For the interpretation, note that the unusual size set of \( \textsf{nnat}\) allows us to choose \( \mathcal {J}_{\textsf{minus}}^\textsf{s} = \lambda \!\!\!\lambda xy.\max (x-y,0) \) without losing monotonicity. Hence, in every step \( \textsf{execute}\,F \,n \,m \,z \,a \,c \), the value \( \max (P_M({\llbracket {} F \rrbracket }^\textsf{s},{\llbracket {} z \rrbracket }^\textsf{s}) + 1 - {\llbracket {} m \rrbracket }^\textsf{s}, {\llbracket {} n \rrbracket }^\textsf{s}) \) decreases by at least one. Since \( {\llbracket {} \varTheta ^{P_M+1}{F;z;a} \rrbracket }^\textsf{s} = P_M({\llbracket {} F \rrbracket }^\textsf{s}, {\llbracket {} z \rrbracket }^\textsf{s}) \) regardless of \( a \), we can use this component as part of the interpretation. The full interpretation functions for \( \textsf{execute}\) and \( \textsf{F}\) are long and complex, so we will not supply them here. They can be found in [5]. We will only conclude the other side of Theorem 2:

Theorem 4

If \( \varPsi \in \texttt{BFF}{} \), then there exists a finite orthogonal STRS \( \mathcal {R}\) such that \( \textsf{F}\) computes \( \varPsi \) in \( \mathcal {R}\) and \( \mathcal {R}\) admits a polynomially bounded interpretation.

6 Conclusions and Future Work

In this paper, we have shown that \( \texttt{BFF}\) can be characterized through second-order term rewriting systems admitting polynomially bounded cost–size interpretations. This is arguably the first characterization of the basic feasible functionals purely in terms of rewriting theoretic concepts.

For the purpose of presentation, we have imposed some mild restrictions that we believe are not essential in practice.

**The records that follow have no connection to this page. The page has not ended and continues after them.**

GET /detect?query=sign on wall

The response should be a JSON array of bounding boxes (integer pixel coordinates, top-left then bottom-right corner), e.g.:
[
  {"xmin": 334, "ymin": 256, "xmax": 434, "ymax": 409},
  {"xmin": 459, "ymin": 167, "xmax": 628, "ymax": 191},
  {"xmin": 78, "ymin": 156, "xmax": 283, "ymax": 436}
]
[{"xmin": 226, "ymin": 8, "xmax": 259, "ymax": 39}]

In future extensions, we can eliminate these restrictions, such as allowing lambda-abstraction, non-base type rules, and higher-order functions (assuming that \( \textsf{F}\) is still second-order). We can also allow arbitrary inductive data structures as input.

Another direction we definitely wish to explore is the characterization of polynomial time complexity for functionals of order strictly higher than two. It is well known that the underlying theory in this case becomes less robust than in type-2 complexity. As such, it is not clear which of the existing proposals for complexity classes of higher-order polytime complexity we can hope to capture within our framework.